City picks plan for old police station in St. Pete’s Edge District

The plan includes offices, condos, apartments and ground-floor restaurant and retail space.

ST. PETERSBURG — Offices, condos, apartments, retail, restaurants and, perhaps most important, more parking.

Those are the elements of the project picked by the city Tuesday to replace the old police headquarters on the building’s 2-acre parcel in the Edge District. The city has agreed to sell that land to developer Edge Central Development Partners for $6.4 million.

It’s the second multi-use project announced for the district, on the “edge” of downtown to the west, in so many weeks.

But the project, which includes 30 apartments priced for middle-income families, includes no low-income housing. City officials had said they wanted low-income units included.

The plans will include 100,000 square feet of office space, 60 market-price condominiums and 30 apartments available at what’s called the workforce level. Workforce housing in this context means housing affordable to middle-income workers, or those who make between 80 and 120 percent of the area’s median income.

There will also be a 600-space parking garage, 400 spaces of which will be available to the public, providing much-needed parking to the shopping and restaurant district. And the plan calls for 22,000 square feet of retail and restaurant space on the ground floor.

The city abandoned its goal for low-income housing, or housing for those with an income up to 80 percent of the area’s median, on the property. When the city requested proposals for the property in January, it said it would like to see a mix of low, middle and market-rate housing.

“Any time you’re putting a project together, you’re always looking at what you’re trying to accomplish on the site,” said St. Petersburg Mayor Rick Kriseman. “Affordable housing was something we wanted on the site, but it wasn’t our sole interest.”

Kriseman said there are about 1,000 units of affordable housing throughout downtown. He said downtown lacks options at the workforce level.

The amount of housing in the plan is far less than originally proposed. Edge Central’s initial proposal included 144 housing units, of which 104 were to be at the workforce level. Miller said the numbers were adjusted to accommodate for more office space at the city’s request.

Miller said the economics of building workforce housing are “difficult.”

“I think the administration decided they could create more of this type of housing less expensively in other parts of the city,” he said.

The development will be catty-corner to another development announced last week, which is set to include a boutique hotel with a rooftop bar and pool, food hall and co-working space on the 1200 block of Central.

“I think the edge district is certainly one of the hottest areas in the city right now,” Kriseman said. “There’s a lot of good things happening, and certainly this project from our perspective is a really great addition to the edge district and fulfills some needs.”

The development will replace the aging and soon-to-be-vacant old police headquarters on the 1300 block of Central Avenue. The police force moved into its new $78.3 million building across First Avenue N in the spring, and the old building is serving as a temporary city hall while that building undergoes renovations.

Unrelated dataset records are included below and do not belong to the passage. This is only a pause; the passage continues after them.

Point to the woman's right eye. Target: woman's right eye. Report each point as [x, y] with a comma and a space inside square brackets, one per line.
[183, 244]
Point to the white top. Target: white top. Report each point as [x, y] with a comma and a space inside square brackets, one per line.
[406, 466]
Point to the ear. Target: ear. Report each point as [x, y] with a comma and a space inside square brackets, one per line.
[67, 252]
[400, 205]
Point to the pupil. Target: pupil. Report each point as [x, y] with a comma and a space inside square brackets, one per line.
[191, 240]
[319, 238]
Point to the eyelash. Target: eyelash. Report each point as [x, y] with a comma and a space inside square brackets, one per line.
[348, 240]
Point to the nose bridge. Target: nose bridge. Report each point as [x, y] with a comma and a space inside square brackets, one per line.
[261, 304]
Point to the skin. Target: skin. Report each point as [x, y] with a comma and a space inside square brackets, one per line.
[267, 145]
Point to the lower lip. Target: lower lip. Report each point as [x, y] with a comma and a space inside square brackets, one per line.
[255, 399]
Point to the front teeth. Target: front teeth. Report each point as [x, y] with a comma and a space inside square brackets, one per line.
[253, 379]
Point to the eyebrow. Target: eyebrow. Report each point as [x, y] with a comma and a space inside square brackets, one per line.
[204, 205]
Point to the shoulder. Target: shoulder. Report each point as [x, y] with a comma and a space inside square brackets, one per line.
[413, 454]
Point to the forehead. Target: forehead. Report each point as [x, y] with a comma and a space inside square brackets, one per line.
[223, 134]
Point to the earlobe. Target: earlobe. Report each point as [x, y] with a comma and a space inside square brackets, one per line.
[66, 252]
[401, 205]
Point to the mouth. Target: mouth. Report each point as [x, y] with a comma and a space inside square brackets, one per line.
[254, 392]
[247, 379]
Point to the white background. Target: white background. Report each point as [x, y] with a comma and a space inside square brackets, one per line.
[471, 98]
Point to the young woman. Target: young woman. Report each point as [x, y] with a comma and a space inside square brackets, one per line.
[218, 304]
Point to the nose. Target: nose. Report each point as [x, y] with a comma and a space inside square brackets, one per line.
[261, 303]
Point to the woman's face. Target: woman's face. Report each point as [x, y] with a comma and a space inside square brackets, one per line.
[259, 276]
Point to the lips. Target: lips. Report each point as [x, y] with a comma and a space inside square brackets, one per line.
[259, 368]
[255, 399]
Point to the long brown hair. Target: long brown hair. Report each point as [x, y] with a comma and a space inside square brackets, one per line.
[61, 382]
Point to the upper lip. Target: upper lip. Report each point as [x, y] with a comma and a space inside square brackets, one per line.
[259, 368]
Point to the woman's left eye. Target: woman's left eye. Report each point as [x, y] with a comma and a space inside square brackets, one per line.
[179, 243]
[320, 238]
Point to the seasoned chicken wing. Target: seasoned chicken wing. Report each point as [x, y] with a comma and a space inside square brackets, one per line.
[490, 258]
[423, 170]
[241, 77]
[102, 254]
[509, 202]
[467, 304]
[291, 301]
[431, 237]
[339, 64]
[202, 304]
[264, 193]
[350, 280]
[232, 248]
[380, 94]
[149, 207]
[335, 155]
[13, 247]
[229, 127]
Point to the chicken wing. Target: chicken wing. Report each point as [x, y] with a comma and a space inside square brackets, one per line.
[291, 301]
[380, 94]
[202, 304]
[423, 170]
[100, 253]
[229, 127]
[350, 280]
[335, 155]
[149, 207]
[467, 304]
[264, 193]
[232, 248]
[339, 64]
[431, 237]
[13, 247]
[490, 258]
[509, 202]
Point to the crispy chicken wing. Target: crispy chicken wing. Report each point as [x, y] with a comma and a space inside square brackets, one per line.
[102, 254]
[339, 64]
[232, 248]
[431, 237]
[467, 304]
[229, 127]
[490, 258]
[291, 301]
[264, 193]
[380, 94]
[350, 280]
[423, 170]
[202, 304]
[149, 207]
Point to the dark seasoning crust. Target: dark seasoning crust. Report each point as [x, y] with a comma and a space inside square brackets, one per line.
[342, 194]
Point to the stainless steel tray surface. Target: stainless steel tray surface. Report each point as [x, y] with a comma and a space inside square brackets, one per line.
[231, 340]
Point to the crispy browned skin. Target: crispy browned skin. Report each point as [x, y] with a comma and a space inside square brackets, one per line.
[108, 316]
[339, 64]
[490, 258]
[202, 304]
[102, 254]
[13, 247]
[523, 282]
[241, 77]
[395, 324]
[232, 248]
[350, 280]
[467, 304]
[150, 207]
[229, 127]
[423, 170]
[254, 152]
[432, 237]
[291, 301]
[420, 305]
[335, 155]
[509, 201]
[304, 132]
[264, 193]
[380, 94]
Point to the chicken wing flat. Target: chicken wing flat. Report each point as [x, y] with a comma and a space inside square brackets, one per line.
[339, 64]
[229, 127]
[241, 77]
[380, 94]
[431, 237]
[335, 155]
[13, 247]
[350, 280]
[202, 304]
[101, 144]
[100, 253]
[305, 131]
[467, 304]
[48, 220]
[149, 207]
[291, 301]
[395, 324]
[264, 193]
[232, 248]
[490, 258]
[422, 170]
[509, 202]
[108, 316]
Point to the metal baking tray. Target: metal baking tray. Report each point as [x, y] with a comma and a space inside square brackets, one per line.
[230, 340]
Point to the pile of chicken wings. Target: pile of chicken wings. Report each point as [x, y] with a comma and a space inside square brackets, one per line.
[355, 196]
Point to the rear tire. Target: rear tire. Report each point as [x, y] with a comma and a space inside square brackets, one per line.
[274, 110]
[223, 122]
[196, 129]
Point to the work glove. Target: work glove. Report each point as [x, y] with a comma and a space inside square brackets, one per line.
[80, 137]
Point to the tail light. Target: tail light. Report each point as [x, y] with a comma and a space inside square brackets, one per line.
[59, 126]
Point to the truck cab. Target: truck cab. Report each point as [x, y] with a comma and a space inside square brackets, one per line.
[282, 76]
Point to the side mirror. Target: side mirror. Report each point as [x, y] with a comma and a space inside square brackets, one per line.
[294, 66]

The way the deal is structured, Edge Central will lease the land with an option to buy it when the project is near completion. The sale price factors in the city paying to clear the lot of the old police buildings. If Edge Central clears the lot, it will come out of the $6.4 million sale price.

Miller said he expects demolition on the property to begin within a year, and construction to be complete 16 to 20 months after that.